Un contrat à 6 milliards, et le Département fédéral de la défense nous explique qu’il y a un point du contrat qui n’est pas tout à fait clair. Les juristes du Palais ne sauraient-ils pas l’anglais, ou n’auraient-ils pas analysé le texte paragraphe par paragraphe ? N’a-t-on pas consulté des avocats d’affaire indépendants à Bethesda, siège de la société ? Aucune explication ne convainc. Pour le moindre contrat de quelques centaines de francs, les juristes nous incitent à bien lire les notes en bas de page, vous savez bien, celles qui sont imprimées en petits caractères. J’ose croire que sur un contrat à 6 milliards, on a lu et relu, jusqu’à la dernière ligne. Ou alors pas ? Troublant, les mises en garde de rares parlementaires ou du Contrôle fédéral des finances ont été délibérément ignorées lors du débat parlementaire.
Aujourd’hui, tout le monde joue la surprise. Le malentendu. Tous coupables à leur insu, personne responsable. En victime expiatoire, opportunément choisie, l’ancienne conseillère fédérale Viola Amherd. Elle n’est plus là pour répondre de ses actes.
Décidément, il fallait non seulement lire le fameux contrat mais aussi le publier. Car on apprend que l’appareil ne sera livré qu’avec un équipement de base, bien insuffisant pour les exigences d’une bataille aérienne, sans missile, sans munitions adéquates, et que ce ne serait pas très raisonnable de faire voler le supersonique ainsi, tout nu.
De quoi jeter un peu plus le discrédit sur un Département en plein chaos dont la Cheffe du département et les principaux responsables de l’armée ont déjà démissionné avant la révélation du pot aux roses. Le nouveau conseiller fédéral qui entre en fonction et découvre l’ampleur de la catastrophe, a tout loisir de décréter un reset. Il n’y est pour rien. Il fera au mieux.

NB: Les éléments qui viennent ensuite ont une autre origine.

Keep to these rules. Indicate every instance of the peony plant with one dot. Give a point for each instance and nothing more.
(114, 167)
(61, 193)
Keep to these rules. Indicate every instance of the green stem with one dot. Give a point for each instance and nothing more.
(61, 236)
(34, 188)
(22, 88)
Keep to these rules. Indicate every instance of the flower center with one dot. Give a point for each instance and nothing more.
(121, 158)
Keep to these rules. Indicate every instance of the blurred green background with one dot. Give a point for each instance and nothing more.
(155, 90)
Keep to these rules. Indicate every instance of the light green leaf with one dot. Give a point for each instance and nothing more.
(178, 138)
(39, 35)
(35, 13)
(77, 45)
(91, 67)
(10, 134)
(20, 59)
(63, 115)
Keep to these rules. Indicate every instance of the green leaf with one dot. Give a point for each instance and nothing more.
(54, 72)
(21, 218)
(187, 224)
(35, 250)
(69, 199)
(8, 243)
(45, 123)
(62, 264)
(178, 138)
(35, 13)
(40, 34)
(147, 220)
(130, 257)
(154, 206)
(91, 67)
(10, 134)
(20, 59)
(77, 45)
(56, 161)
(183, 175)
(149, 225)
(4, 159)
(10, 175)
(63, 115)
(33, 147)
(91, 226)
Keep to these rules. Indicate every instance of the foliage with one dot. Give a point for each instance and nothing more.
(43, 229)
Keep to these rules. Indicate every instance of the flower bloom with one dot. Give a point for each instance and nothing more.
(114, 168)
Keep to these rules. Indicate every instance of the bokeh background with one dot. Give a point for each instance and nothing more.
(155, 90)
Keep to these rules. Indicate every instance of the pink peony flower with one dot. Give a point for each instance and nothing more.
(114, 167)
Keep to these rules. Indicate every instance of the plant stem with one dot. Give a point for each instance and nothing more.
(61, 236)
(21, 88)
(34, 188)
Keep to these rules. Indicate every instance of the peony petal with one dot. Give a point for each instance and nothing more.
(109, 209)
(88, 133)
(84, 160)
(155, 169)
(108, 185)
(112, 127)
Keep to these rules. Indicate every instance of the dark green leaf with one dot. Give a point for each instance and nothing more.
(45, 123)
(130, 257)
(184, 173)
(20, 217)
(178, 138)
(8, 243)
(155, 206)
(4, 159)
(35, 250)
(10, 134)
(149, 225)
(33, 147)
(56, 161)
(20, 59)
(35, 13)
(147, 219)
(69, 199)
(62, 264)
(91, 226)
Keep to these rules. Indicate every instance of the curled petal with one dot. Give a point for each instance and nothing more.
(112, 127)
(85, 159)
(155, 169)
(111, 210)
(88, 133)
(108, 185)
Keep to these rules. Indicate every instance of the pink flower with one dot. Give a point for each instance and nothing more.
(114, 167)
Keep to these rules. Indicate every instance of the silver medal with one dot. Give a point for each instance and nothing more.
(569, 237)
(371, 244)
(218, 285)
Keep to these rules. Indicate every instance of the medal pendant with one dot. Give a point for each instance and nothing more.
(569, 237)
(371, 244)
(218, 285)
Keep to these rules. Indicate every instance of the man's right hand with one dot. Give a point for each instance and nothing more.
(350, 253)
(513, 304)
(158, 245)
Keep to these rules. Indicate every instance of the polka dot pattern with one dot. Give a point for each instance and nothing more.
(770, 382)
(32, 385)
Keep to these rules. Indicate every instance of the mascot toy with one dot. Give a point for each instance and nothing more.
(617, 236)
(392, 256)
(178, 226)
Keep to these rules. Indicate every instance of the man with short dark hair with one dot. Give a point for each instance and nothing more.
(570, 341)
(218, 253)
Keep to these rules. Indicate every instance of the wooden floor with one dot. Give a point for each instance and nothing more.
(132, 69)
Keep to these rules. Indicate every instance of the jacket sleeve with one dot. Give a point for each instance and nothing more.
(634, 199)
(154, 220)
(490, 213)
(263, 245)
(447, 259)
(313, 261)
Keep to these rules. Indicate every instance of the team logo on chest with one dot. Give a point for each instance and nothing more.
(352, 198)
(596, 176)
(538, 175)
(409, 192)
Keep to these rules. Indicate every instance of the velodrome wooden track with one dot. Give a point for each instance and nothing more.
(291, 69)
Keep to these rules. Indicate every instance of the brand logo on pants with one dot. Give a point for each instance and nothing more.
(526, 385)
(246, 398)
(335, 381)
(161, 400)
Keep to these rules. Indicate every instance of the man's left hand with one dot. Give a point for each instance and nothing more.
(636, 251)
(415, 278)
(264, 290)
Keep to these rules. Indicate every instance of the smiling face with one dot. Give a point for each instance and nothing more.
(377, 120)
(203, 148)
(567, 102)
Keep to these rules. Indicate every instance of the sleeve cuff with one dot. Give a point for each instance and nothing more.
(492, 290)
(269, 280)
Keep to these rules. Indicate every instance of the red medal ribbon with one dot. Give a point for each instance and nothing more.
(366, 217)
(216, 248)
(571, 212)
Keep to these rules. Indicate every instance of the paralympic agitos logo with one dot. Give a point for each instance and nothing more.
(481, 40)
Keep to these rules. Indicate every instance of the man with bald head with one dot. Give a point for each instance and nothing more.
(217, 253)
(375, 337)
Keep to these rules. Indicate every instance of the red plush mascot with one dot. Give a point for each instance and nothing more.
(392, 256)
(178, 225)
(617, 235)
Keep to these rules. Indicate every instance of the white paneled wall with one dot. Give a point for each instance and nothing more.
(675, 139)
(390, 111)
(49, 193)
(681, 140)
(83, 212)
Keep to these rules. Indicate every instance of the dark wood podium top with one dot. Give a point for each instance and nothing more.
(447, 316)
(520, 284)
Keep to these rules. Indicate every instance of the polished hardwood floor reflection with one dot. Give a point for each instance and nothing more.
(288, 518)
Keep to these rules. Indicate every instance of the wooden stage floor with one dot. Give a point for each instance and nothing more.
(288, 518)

Le journal Le Monde nous épingle et ose le terme d’affaire d’État, et il a raison. En Suisse, on tente une inspection, peut-être une commission d’enquête, mais il faut bien dire que la classe politique a suivi le Conseil fédéral sur ce dossier, discuté doctement de l’achat au Parlement, écouté sagement les explications des chefs de l’armée. On préférerait presque que ce soit le fruit d’une malversation plutôt que le résultat d’une telle incompétence.
La guerre hybride
Tout aussi inquiétant, l’acquisition des F-35 ne s’inscrit pas dans une conception globale de la défense. On craint de devoir préciser nos intentions envers l’OTAN ou l’Union européenne. La guerre en Europe montre que même un grand pays comme l’Ukraine a peu de chance de sauvegarder son indépendance tout seul. Surtout, la défense ne se résume pas aux avions. Il y a les drones, les systèmes de défense aérienne, la guerre informationnelle, la quête de renseignements, tout ce que l’on désigne sous le label guerre hybride. Autant de domaines où nous devrions investir mais les avions prestigieux accaparent les budgets.
En Suisse, les citoyens sont ipso facto désignés experts en jets comme ils le sont sur tous les sujets sur lesquels on sollicite leur vote. Disons-le autrement : ils ont droit à la transparence la plus absolue, et il n’y a rien de plus exécrable que de leur cacher des données essentielles sous un quelconque prétexte. Tout mensonge nuit à l’exercice de la démocratie directe, et ceux qui ont œuvré à cette opération de désinformation portent une très lourde responsabilité.
La réplique de Michel Blanc a fait rire, et dans le film le malentendu n’a pas fonctionné bien sûr. Parier sur l’ami américain n’aura pas été plus probant.